The algo-driven meltup continues, with ES currently showing a 24-pt gain primarily on the back of CL’s bounce off its SMA20 and VIX’s gradual asphyxiation.
As ES approaches the neckline of the H&S Pattern it completed and paid off so handsomely, we’re left to wonder whether SPX will ever pay its off.
continued for members.…
Recall that SPX’s target was well south of ES’. SPX stopped essentially in the middle of nowhere…
…compared to ES, which tagged the .236 line of its purple channel.
Since both have risen above the midline of the falling white channels which targeted the 1.618s at SPX 2138 and ES 2155, the implication is that those channels and proposed targets are off the table.
It seems like a good time to look at the algo drivers and see whether they have the potential to derail the meltup.

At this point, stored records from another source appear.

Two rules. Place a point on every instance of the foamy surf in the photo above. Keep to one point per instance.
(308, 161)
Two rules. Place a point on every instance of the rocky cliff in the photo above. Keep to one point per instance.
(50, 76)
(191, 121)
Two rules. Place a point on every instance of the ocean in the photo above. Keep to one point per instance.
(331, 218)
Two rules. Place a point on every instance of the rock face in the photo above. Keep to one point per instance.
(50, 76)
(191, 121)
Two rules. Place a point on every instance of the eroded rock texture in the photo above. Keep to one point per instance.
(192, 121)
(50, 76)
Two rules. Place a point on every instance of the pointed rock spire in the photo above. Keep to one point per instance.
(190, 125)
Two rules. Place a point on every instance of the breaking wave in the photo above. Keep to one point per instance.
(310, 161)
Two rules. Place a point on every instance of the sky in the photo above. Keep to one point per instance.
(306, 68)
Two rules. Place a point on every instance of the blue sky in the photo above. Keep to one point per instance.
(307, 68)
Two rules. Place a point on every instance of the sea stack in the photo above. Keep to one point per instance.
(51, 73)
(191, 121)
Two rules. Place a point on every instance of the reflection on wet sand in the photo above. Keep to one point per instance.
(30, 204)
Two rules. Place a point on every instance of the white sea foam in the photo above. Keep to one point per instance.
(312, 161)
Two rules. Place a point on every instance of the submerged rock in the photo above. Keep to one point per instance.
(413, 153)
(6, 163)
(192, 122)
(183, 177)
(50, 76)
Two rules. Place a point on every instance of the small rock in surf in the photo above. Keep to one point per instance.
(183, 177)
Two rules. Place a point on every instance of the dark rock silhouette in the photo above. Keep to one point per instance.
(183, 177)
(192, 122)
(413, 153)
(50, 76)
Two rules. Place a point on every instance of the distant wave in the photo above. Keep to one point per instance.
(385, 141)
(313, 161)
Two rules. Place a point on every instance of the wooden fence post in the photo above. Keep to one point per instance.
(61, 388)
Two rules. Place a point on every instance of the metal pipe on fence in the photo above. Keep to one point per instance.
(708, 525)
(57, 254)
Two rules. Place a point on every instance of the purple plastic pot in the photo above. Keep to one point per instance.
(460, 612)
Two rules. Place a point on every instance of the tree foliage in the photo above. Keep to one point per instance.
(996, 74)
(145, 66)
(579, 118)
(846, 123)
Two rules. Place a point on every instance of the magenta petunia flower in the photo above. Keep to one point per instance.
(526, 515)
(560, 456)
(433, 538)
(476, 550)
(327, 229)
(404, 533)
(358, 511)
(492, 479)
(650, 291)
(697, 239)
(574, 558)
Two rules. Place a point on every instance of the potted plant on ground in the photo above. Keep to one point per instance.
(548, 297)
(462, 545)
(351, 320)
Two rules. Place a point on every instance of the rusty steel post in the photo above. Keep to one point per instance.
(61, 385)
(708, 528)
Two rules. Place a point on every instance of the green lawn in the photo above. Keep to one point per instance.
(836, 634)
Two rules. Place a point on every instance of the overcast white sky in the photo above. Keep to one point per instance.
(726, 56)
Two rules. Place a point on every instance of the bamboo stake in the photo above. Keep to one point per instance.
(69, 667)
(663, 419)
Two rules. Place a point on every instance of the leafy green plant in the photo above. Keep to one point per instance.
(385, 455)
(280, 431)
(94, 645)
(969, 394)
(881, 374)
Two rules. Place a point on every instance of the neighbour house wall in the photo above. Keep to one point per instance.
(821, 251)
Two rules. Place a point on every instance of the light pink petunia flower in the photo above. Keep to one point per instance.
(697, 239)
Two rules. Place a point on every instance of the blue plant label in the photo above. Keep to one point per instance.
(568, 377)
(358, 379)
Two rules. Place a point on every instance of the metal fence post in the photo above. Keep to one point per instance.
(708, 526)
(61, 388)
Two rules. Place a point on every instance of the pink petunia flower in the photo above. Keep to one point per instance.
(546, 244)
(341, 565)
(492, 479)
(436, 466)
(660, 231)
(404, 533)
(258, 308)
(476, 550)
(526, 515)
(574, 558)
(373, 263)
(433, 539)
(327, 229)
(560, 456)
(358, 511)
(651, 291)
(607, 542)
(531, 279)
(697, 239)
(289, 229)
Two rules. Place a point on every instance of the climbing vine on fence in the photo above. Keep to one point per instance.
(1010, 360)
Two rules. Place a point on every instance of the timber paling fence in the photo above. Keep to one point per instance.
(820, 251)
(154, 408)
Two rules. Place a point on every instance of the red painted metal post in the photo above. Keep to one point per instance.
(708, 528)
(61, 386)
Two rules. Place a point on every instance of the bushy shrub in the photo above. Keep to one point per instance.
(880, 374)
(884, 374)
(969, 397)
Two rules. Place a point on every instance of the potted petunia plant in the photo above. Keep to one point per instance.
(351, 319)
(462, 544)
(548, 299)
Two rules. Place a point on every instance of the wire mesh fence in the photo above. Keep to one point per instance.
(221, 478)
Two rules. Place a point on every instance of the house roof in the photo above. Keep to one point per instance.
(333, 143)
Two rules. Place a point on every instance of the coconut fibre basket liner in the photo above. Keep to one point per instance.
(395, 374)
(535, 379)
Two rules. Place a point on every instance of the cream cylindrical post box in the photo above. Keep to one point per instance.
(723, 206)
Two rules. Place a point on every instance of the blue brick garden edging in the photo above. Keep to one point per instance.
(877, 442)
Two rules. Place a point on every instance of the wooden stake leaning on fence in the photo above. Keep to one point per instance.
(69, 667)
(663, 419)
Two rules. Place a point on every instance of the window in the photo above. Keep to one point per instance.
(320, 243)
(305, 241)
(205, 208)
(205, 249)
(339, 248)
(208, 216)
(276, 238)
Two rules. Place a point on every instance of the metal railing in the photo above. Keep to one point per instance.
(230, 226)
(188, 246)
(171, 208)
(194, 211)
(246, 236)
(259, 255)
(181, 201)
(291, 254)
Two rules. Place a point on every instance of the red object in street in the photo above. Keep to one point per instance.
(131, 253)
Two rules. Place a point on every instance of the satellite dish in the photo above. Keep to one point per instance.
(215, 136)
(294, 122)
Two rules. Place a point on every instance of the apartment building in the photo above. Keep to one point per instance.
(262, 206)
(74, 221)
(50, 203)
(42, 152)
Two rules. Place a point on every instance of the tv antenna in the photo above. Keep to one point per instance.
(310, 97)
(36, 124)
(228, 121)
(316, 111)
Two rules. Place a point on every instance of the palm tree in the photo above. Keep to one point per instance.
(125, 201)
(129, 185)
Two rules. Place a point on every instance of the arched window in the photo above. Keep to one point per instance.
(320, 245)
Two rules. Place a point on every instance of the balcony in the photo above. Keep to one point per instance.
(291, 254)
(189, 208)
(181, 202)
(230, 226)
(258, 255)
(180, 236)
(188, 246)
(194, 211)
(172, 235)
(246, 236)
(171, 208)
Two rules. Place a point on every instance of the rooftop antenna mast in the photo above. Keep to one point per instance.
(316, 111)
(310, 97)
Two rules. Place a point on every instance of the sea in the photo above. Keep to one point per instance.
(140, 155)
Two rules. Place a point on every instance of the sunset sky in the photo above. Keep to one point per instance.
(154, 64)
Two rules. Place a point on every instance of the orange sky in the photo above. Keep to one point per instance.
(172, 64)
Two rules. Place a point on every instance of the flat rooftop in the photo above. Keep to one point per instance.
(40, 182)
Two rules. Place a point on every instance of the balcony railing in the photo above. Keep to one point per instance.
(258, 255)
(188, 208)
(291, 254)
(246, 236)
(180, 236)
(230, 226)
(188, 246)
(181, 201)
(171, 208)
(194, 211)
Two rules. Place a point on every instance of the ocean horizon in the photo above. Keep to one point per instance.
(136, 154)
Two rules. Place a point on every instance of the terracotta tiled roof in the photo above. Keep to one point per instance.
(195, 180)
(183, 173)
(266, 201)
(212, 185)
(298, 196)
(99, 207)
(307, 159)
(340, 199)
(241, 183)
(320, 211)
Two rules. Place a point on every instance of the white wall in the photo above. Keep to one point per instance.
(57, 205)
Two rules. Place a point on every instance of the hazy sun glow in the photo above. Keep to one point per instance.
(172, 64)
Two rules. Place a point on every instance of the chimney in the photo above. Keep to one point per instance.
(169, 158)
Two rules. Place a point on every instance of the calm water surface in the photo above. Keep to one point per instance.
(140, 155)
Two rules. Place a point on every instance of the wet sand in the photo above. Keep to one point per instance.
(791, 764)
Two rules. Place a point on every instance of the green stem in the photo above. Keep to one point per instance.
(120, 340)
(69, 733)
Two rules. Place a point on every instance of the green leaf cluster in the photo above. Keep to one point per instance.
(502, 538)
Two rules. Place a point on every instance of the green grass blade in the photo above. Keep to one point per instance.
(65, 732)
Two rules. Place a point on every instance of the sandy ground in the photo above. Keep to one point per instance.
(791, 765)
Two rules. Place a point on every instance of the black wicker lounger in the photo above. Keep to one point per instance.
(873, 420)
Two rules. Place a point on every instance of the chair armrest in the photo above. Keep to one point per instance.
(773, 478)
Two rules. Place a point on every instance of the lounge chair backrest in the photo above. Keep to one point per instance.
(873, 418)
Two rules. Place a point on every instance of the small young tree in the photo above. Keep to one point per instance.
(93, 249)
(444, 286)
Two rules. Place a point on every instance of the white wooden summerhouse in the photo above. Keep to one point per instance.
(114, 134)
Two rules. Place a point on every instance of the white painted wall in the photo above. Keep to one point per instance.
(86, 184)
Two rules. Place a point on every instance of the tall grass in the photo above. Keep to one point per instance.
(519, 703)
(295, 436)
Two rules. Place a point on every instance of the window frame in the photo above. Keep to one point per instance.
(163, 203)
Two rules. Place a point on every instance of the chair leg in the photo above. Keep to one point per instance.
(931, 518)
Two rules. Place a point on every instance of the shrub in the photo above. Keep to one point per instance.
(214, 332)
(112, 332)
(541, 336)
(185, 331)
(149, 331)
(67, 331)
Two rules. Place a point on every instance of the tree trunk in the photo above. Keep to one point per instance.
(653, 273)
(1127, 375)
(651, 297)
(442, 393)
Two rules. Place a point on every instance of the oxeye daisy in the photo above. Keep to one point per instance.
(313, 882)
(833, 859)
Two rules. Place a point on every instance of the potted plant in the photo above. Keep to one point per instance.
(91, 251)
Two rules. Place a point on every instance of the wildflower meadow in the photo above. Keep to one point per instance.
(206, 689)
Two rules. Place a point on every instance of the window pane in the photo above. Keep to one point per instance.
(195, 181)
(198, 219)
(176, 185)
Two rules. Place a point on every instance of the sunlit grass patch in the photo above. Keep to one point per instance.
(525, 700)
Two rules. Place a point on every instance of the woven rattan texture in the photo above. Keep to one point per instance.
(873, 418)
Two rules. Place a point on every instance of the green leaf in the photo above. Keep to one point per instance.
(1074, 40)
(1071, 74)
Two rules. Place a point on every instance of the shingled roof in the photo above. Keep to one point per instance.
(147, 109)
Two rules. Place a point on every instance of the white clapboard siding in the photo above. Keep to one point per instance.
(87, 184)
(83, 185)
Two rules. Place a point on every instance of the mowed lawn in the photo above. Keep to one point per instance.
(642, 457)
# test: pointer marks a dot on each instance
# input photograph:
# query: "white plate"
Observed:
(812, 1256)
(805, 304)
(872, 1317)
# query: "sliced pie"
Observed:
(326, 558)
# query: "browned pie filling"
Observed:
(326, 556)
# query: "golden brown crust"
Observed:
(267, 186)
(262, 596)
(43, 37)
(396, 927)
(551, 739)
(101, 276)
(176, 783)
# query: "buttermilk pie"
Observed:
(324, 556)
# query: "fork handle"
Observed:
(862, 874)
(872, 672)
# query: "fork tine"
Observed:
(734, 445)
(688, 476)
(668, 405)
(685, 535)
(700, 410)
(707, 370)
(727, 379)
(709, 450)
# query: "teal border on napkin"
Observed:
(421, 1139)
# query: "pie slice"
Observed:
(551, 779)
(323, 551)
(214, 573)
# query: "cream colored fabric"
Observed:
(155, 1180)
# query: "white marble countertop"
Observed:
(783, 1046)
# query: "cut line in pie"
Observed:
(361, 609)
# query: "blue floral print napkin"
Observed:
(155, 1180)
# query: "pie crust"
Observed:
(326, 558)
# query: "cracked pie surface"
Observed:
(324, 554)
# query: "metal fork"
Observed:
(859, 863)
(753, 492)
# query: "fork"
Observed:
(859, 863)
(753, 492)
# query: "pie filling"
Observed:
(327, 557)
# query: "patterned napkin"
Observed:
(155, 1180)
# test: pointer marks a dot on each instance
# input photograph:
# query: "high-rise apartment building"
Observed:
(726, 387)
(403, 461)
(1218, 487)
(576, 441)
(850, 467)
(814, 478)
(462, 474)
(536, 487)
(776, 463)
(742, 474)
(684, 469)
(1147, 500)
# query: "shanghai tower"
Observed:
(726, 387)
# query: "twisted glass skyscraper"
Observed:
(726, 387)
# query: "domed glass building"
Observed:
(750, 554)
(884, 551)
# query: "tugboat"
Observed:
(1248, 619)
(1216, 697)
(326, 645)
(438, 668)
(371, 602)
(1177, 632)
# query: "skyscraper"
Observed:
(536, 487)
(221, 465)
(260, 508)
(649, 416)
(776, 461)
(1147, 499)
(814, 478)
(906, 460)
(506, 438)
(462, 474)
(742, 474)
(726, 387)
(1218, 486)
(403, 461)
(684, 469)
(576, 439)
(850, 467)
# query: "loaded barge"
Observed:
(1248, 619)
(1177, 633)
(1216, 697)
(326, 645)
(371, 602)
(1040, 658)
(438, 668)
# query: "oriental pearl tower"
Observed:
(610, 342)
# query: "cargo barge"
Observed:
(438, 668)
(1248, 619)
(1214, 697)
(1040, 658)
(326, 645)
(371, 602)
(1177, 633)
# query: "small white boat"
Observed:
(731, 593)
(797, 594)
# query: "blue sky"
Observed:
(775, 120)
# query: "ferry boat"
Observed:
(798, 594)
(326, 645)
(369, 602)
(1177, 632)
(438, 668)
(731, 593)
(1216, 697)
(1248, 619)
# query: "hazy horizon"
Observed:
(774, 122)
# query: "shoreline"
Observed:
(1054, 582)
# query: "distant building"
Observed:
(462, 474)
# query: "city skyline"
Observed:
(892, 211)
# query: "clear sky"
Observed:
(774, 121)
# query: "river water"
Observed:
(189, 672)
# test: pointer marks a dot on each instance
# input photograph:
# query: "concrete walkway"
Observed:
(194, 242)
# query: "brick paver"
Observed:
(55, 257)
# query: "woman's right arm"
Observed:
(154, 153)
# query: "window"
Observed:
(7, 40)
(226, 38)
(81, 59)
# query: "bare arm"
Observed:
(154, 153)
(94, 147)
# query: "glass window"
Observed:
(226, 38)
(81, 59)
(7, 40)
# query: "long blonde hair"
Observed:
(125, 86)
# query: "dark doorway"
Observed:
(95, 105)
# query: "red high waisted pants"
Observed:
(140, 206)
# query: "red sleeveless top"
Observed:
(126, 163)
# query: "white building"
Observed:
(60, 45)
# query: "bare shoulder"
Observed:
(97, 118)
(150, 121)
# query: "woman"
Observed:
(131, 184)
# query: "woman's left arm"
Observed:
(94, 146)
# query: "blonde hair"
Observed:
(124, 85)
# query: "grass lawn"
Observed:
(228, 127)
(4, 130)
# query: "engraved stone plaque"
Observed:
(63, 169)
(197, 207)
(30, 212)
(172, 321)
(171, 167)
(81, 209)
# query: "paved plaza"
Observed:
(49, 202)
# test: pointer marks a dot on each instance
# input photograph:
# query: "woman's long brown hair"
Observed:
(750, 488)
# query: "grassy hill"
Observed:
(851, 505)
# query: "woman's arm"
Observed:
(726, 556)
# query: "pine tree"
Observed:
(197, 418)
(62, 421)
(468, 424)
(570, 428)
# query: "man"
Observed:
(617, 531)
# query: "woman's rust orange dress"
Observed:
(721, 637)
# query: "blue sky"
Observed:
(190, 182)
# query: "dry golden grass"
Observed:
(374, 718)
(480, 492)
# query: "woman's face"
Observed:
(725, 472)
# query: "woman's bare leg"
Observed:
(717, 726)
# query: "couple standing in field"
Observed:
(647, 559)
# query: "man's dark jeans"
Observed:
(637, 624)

Oil and gas continue to experience their own meltups. CL did a quick backtest of the broken channel and SMA20. I assume it’ll drop down and backtest the SMA10 as it emerges from the falling white channel. The small, rising white channel would accommodate it as early as today.
RB is loitering below its SMA20, with no backtests of any consequence yet. This jibes well with our expectation that while it has likely bottomed, its rebound could be modest – at least until Dec CPI comes out. Like CL, it seems likely to backtest the SMA10 and broken white channel top as early as today.
While these backtests could take some of the bloom off today’s rally, they shouldn’t derail it — as long as the SMA10s hold. If they don’t, the rally won’t last.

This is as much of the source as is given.